Make Her Mine
Page 24
The first door is easy. It’s Ian’s actual apartment that gives me pause. I undo the doorknob lock easily enough, then the bolt lock, but when I try to open it, I feel three other latches stopping me.
This motherfucker is ten kinds of paranoid. At a glance you’d never notice it, but he’s got painted-over locks for the lowest of the latches, so it blends into the door and looks the same eggshell white. Once I pick that one, the other two are even harder to spot. A false panel in the door hides the second, and the third one has a fake lock over it. I have to pick just to reach the real lock so I can spring that one too.
The whole time, sweat trickles between my shoulder blades, gluing my T-shirt to my skin. There’s too much riding on this job. Every time I blink I see Skye’s face, and that’s making me sloppy. It takes me three tries to free the final bolt, and when I do, the sound of a car in the driveway has me flattened on the floor, creeping toward the communal apartment window to double-check.
Mailman.
Fucking hell.
Then I’m back at Ian’s door, swinging it open at last.
The living room looks normal. Sagging couch the color of dog shit, gray shag carpet that looks like one of those extra-hairy dogs up and died in the middle of the room. Guy definitely does not share his little sister’s taste for home-making.
I skip right past the living room anyway and head straight for the bedroom. More specifically, for the computer that’s still idling beside the bed, a monster of a machine. It’s got to be the most expensive thing in this whole apartment—probably worth twice as much as that junker he just drove off in.
Lucky for me, Ian seems to have been in a hurry. I catch the mouse before the computer goes idle. It’s unlocked, and with a half dozen browsers still open too.
His email account is full of spam about video games, new movies out online, and Nigerian princes offering vast sums of money in exchange for his help. It doesn’t look like he uses this account for much beyond eBay purchases, and even when I click into a few of those, it doesn’t look like he’s buying anything more expensive than computer gear or $7 special discounts on vitamin D.
Not exactly the inbox of a guy sitting on $500,000.
Not the inbox of a guy who blew through $500,000 he can’t pay back, either.
Crunching tires. Another car.
I’ve been kneeling on the floor beside the computer so my head won’t show in the window. Now I cast an eye around the room and spot a mirrored photo frame. Inside, there’s a picture of young Skye, Ian, and a woman I don’t know. Judging by the similarities, she’s got be their mother. I try not to think too hard about the way Skye leans against Ian’s arm, her smile so wide and trusting. Did she know when this photo was taken what her brother was going to get into?
Would she forgive me if she knew what I was doing in his place right now?
No time to worry about it now. A car door slams outside. I lift the photo frame and angle it just right at the parking lot outside. If anyone looks up at the window now, they won’t see me peering out; they’ll only see a flash of silver, the sun catching the edge of this makeshift mirror.
Shit.
Outside sits the junker Ford, Ian and Too-Normal in the front seats. Still talking, for now.
I tap a few keys to send the computer into idle and cast my gaze around the apartment one last time, memorizing all the details. I’ll think harder about the scene later, review what I do and don’t see. For now, I just cement the contents of the room in my memory as I place the photo back on the table and sprint through the living room to leave.

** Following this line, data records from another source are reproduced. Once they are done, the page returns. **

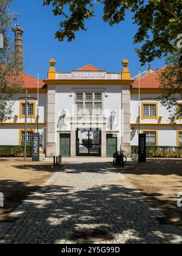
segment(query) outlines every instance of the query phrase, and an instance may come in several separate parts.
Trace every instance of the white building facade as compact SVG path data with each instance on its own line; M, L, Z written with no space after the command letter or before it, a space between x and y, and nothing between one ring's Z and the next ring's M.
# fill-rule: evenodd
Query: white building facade
M138 144L138 126L147 145L182 146L182 122L170 124L169 113L158 100L157 73L150 70L130 79L128 61L121 73L109 73L90 65L66 73L56 72L50 60L47 79L39 82L24 74L24 88L15 96L14 114L0 123L1 145L24 145L25 88L28 90L27 141L38 131L41 153L47 157L110 157L123 149L130 155ZM182 119L182 101L177 102Z

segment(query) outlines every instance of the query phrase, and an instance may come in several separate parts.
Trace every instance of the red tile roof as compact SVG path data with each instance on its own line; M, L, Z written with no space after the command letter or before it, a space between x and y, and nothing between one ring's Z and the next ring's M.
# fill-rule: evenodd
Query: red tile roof
M22 73L22 79L24 82L24 88L29 89L36 89L38 87L38 79L25 73ZM45 82L42 80L39 80L39 89L45 88L46 86Z
M140 87L141 88L144 89L156 89L160 88L160 84L159 81L159 77L160 73L165 68L162 68L147 76L146 76L143 78L140 79ZM137 88L139 87L139 81L136 80L133 82L132 85L132 88Z
M96 66L93 66L92 65L89 64L86 66L78 68L76 70L76 71L101 71L102 69L96 68Z

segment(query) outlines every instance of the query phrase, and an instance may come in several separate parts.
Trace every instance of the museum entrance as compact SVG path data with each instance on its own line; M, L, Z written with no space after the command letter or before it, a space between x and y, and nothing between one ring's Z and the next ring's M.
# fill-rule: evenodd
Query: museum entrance
M98 130L78 129L76 156L101 156L101 132Z

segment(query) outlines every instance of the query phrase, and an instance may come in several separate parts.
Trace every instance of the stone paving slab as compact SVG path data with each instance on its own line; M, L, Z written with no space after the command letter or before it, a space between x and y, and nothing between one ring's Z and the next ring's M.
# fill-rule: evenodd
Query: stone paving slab
M34 199L1 243L77 243L69 232L92 228L112 234L102 243L182 243L177 229L160 225L160 212L152 214L110 163L68 163Z

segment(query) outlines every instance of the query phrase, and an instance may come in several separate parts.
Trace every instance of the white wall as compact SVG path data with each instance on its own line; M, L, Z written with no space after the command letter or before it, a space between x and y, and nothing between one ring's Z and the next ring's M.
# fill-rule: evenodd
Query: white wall
M1 127L0 145L19 145L19 129Z
M37 94L35 93L28 94L31 96L32 98L35 99L31 99L30 101L35 102L35 111L36 116L37 115ZM15 104L13 105L13 113L12 113L12 117L10 120L8 120L6 123L12 123L14 121L15 115L17 115L18 119L16 123L24 123L24 118L19 118L19 102L24 101L24 94L18 94L14 96L15 100ZM45 93L39 94L39 122L46 123L46 107L47 107L47 95ZM35 123L36 119L34 118L28 118L27 123Z
M135 128L137 128L136 126ZM157 130L158 146L177 146L177 130L174 126L141 126L141 130ZM131 132L131 145L138 145L138 134L136 131L135 135Z
M84 86L57 86L56 87L56 125L58 125L59 117L61 110L66 111L66 117L75 117L75 110L74 109L74 94L72 91L81 90L81 91L86 91L86 90L92 90L96 91L96 90L102 90L106 93L103 94L103 109L104 116L109 118L111 112L114 110L116 112L115 122L116 124L120 122L119 117L121 115L121 91L128 89L129 87L93 85Z

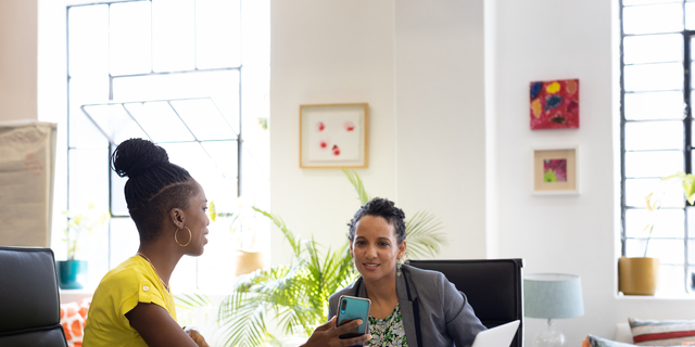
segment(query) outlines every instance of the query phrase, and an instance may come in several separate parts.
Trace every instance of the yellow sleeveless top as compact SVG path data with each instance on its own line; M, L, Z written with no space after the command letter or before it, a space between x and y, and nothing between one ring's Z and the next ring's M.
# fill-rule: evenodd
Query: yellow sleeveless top
M159 305L176 320L174 297L152 266L134 256L99 282L87 314L84 346L147 346L125 316L138 303Z

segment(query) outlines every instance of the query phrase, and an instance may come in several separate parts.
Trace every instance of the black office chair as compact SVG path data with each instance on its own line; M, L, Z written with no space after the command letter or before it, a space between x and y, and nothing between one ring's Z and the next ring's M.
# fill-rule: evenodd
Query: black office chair
M464 292L486 327L521 321L511 347L523 344L523 259L410 260L410 266L444 273Z
M67 347L50 248L0 246L0 346Z

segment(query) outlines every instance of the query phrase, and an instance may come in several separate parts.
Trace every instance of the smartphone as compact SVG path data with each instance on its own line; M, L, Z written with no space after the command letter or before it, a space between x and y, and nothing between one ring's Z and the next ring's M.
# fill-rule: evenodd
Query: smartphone
M340 297L338 300L337 325L340 326L355 319L362 320L362 324L359 326L340 335L340 338L352 338L367 333L369 326L369 306L371 306L371 300L366 298L348 295ZM362 344L356 346L362 346Z

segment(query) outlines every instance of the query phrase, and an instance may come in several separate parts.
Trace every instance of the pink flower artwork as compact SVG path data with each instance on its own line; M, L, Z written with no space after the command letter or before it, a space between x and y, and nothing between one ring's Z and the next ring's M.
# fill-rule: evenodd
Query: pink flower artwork
M300 167L367 167L368 104L300 106Z

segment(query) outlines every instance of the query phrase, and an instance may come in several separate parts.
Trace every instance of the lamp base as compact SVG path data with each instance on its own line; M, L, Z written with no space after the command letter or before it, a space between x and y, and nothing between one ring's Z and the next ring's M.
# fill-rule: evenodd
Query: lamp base
M545 330L540 331L533 336L533 347L563 347L565 345L565 335L555 329L553 320L547 320Z

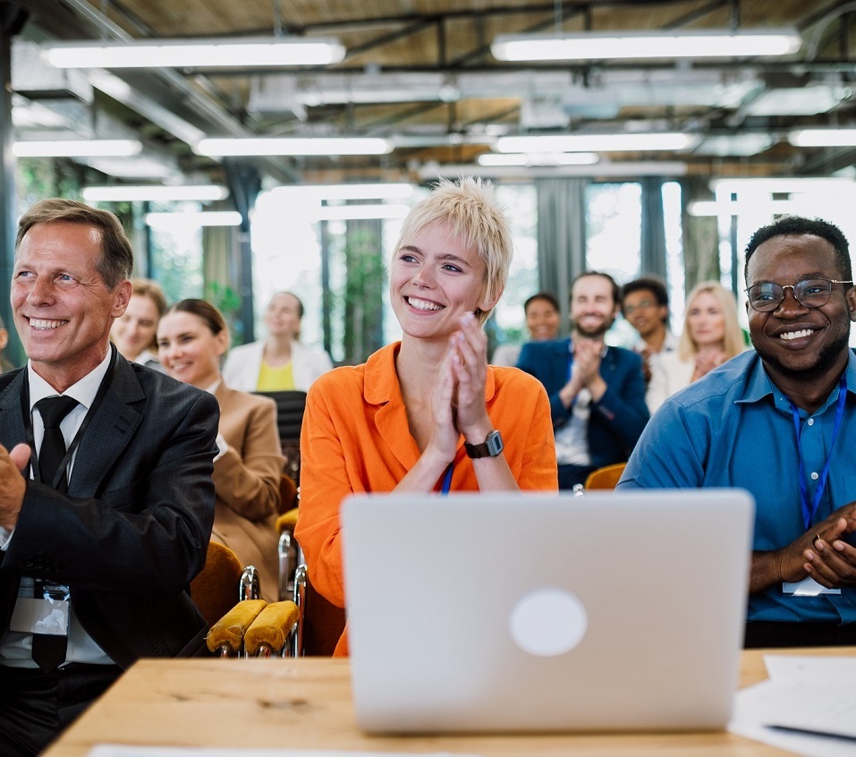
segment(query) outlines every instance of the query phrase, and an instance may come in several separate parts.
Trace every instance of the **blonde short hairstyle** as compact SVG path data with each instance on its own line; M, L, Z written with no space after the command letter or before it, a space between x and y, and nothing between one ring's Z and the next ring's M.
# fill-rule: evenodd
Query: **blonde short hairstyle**
M496 200L493 184L472 176L463 176L457 182L441 179L431 194L407 214L394 254L405 240L436 223L448 224L454 236L467 247L475 248L485 263L483 299L498 302L508 281L514 245L508 218ZM490 312L479 310L476 318L484 323Z
M692 341L690 336L690 329L687 326L690 320L690 310L692 303L699 295L708 293L713 295L714 299L722 308L723 318L725 319L725 336L723 338L723 351L727 359L740 354L746 349L746 340L743 337L743 330L737 322L737 299L734 293L730 289L725 289L719 282L702 281L697 284L687 295L686 312L683 316L683 331L681 333L681 339L678 342L678 357L681 360L688 361L695 357L699 352L699 347Z

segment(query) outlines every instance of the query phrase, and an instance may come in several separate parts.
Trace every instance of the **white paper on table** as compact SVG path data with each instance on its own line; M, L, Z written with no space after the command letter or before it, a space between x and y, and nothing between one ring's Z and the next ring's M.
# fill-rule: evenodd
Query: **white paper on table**
M764 661L770 679L738 693L728 729L808 757L856 757L856 659L770 655Z
M208 746L131 746L98 744L87 757L413 757L390 752L357 752L345 749L212 749ZM420 757L478 757L449 752L420 753Z

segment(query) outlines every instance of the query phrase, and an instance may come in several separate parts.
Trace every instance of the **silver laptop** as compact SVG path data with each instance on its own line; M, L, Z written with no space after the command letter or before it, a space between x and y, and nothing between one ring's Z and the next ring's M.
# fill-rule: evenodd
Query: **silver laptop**
M724 727L753 515L741 489L348 498L360 727Z

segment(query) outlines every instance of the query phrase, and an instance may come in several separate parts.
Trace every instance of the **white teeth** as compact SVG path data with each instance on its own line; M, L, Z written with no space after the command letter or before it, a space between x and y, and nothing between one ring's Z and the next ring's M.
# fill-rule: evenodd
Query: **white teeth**
M408 297L407 302L411 307L416 308L418 310L438 310L441 307L436 302L428 302L427 300L417 300L415 297Z
M67 320L44 320L43 319L31 318L30 319L30 325L33 328L56 328L62 326L64 323L68 323Z
M799 339L801 336L809 336L813 333L810 328L803 328L801 331L787 331L784 334L780 334L779 338L784 339L785 342L790 342L792 339Z

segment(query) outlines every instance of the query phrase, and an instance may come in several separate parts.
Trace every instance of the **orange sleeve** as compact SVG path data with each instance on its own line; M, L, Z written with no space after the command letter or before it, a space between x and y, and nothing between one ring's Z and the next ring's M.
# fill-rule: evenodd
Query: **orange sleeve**
M337 430L341 382L335 371L310 387L301 431L301 504L294 537L306 558L312 585L337 607L344 607L339 507L352 492L347 455ZM360 400L361 403L361 400ZM341 425L341 424L340 424Z

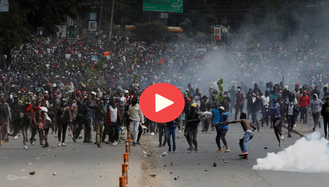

Re-locking a deadbolt is twice as hard than picking it initially. I’m halfway through re-bolting the third one when the jangle of keys against the apartment entrance sends me moving again.
I jam the lock picks into my pockets and take the steps up to the next floor two at a time, my feet balanced on the outer edges of the steps to distribute my weight, preventing them from creaking beneath me.
The fourth floor is empty, but I keep going anyway, up to the fifth. My breath comes faster now, not so much from the stairs as from the adrenaline pumping through my veins, my heart throbbing in my chest.
Below, the stairs creak as Ian reaches his floor. There’s a distant jangle of keys, again.
Fuck, please don’t notice the other locks, I think. Please just assume you were in a hurry and forgot to lock them.
I reach the fifth floor. Also empty. And there, in the corner, is my salvation: a ladder leading up to the roof.
I swing onto the metal rungs, keeping most of my weight on my hands so my boots won’t clang at every step. I move up until I’m eight feet above floor level, and I pause to unlatch the roof door.
It’s not locked, I note, just barred with a simple hook latch. Good to know in the future.
Downstairs, the jangling has stopped. I hear a door slam.
I push the roof hatch open, and the harsh wind up here slaps me in the face.
Maybe he went into the apartment again. Maybe he didn’t notice.